# Leaving your Viz when you go on holiday



## Reannabow (Dec 23, 2013)

Hello, we were after some advice...

We are leaving our beautiful and treasured wire haired vizsla, Olive for our first big holiday - we are away for 7 nights since we got her 18 months ago.

She is a typical Velcro dog and is extremely loved, she sleeps in her bed in our bedroom and follows us everywhere we go. She is the apple of our eye  (photo attached)

We have a great dog walker who also boards dogs who we feel would be the obvious choice for her to go with, as she Will be on her regular big walks in the day with him and all her doggy friends. She has known him since she was a pup and adores him, but has never been to his house so I am a bit scared for her. Other than our own home, the office and the outside for walks, she doesn't go to many new places.
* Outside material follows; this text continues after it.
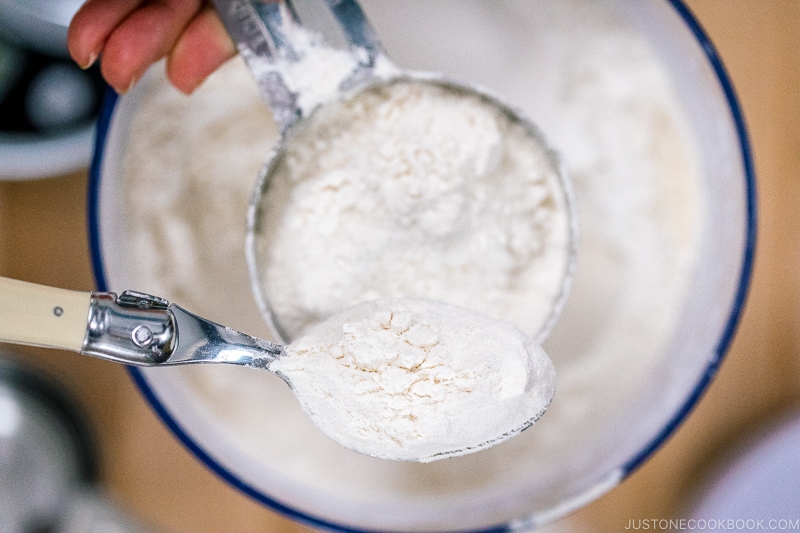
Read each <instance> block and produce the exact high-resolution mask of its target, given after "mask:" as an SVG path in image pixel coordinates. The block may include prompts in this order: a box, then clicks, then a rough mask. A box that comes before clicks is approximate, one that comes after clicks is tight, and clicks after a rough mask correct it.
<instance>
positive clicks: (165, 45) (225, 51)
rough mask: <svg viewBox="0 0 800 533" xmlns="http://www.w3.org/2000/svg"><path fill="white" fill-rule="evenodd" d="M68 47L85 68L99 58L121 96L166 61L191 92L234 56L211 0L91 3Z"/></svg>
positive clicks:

I am feeling really nervous about her being in new surroundings without us, and sleeping in a room on her own. We occasionally leave her for upto 5 hours on her own, but this is in her own home and isn't at night time.
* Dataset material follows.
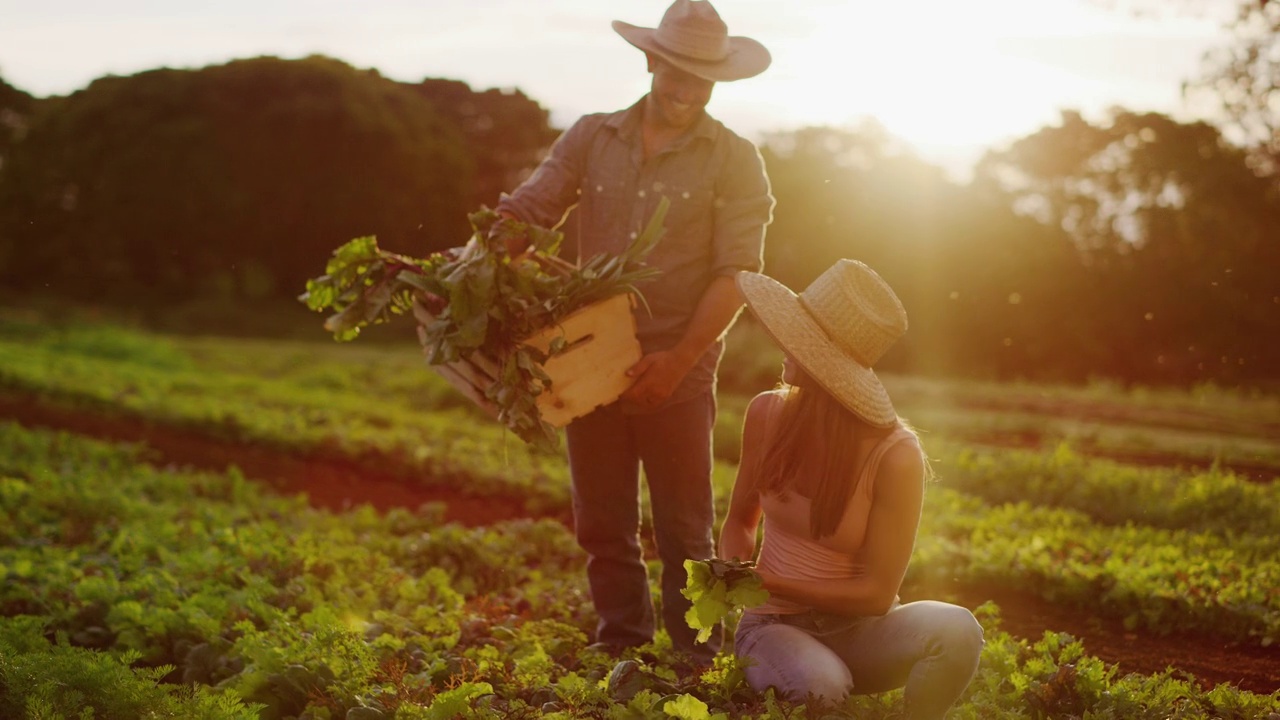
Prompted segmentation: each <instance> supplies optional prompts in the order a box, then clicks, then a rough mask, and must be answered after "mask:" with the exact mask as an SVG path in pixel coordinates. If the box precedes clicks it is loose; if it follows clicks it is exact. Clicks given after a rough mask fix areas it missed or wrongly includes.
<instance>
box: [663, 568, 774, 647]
mask: <svg viewBox="0 0 1280 720" xmlns="http://www.w3.org/2000/svg"><path fill="white" fill-rule="evenodd" d="M685 573H686V574H687V575H689V579H687V580H686V583H685V589H682V591H680V593H681V594H684V596H685V597H687V598H689V600H690V601H691V602H692V606H691V607H690V609H689V611H687V612H685V623H687V624H689V626H690V628H692V629H695V630H698V642H700V643H704V642H707V641H708V638H710V637H712V630H713V629H714V628H716V625H718V624H721V623H723V621H724V619H726V618H728V616H730V615H735V614H737V612H741V611H742V610H745V609H748V607H755V606H758V605H763V603H764V602H765V601H767V600H769V592H768V591H765V589H764V588H763V587H762V584H760V575H758V574H756V573H755V564H754V562H748V561H742V560H721V559H718V557H712V559H708V560H685Z"/></svg>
Would anyone have any tips or suggestions with regards to going on hols for the first time? It's not until august and I am already stressing, love the little hairy one so much and want to make sure she is happy when we are away. Sorry - I am a complete melt!!


----------



## MCD (May 4, 2013)

Can you leave her at the dog walkers for a few hours for a few days before you leave? Ours goes to her breeders house and is with her extended family as well as her mom. The first time I did it I was extremely worried about Dharma missing us. She came back extremely tired and happy to see us. I can now leave Dharma there and know all is good. Last year I went away for 4 days and left her with my husband and daughter. She spent the whole time looking for me and I really missed her. I always do. But sometimes it does you a world of good to be away from the constant Velcro..... I know Dharma was always in good hands.


----------



## Reannabow (Dec 23, 2013)

Thanks @MCD

Going to leave for a trial night a few months before. Just so worried! Don't want it to affect her in a bad way...


----------



## MCD (May 4, 2013)

Don't worry it won't. It gets easier once you have done it a few times. I try to take Dharma where ever we go but it is not always feasible. It also helps that it is someone you already know and trust with your beloved V. And she knows and is comfortable with the dog walker. This is not like you are just boarding her with someone you have never met before. It will all work out. I think sometimes we are worse with it than they are.


----------



## Bob Engelhardt (Feb 14, 2012)

I'd say that the most problematic issue will be that she sleeps in your bedroom and will be sleeping on her own at the walker's house. If she can't sleep on her bed in his bedroom, I would try to get her used to sleeping in a different room at your house.

Bob


----------



## Hbomb (Jan 24, 2012)

@bob- reminds me of the time we left Herc at the dog walker's while we were away- he will sleep on his own bed but within a couple of days the dog walker's mum fell in love with him and he wangled his way into her bed, under the covers, every night! Furry charmer


----------



## MCD (May 4, 2013)

Yeah sleeping where they are used to could be an issue. Dharma sleeps in our bed between us. This is a trait that Dharma's mom has. Lucky for us when Dharma goes to the breeder's house- Sheri is used to having them in bed with her.


----------



## Vizsla Baby (Nov 4, 2011)

We hire a pet sitter who lives in our home the entire time we are gone. She even sleeps in the bed with our 2 V's. They are so happy & normal when we come home, it's just wonderful for them.

If you can't find a good pet sitter, perhaps you can find a trustworthy (and mature) high school or college student who needs a few extra bucks.

The things we do for these wonderful babies!


----------



## texasred (Jan 29, 2012)

I send them to the trainer, as he has plenty of room for them to run. I've had one of my kids (youngest is 18) stay at the house with them. Sometimes I send the girls to my daughters house. I keep her dog full time, so I don't feel bad having her keep them for a weekend.


----------



## Reannabow (Dec 23, 2013)

Thanks all - really helpful 

Will ask if there's any chance she can sleep on her bed in his bedroom - see what he says! Not sure she will sleep anywhere else but our room at home - wouldn't have it any other way to be honest I love looking over our bed and seeing her little face


----------



## miru (Sep 9, 2014)

Hi,

We started with letting Leo for a few hours with the lady that takes care of him.He then stayed in day care for two days before staying for our four day trip.
everything was o.k.He found his way in her bed the first night and enjoyed playing all day with her golden retriever

He was happy to come back home too!very velcro-sweet!
So ,stay cool;separation is not necessarily bad!

Miru


----------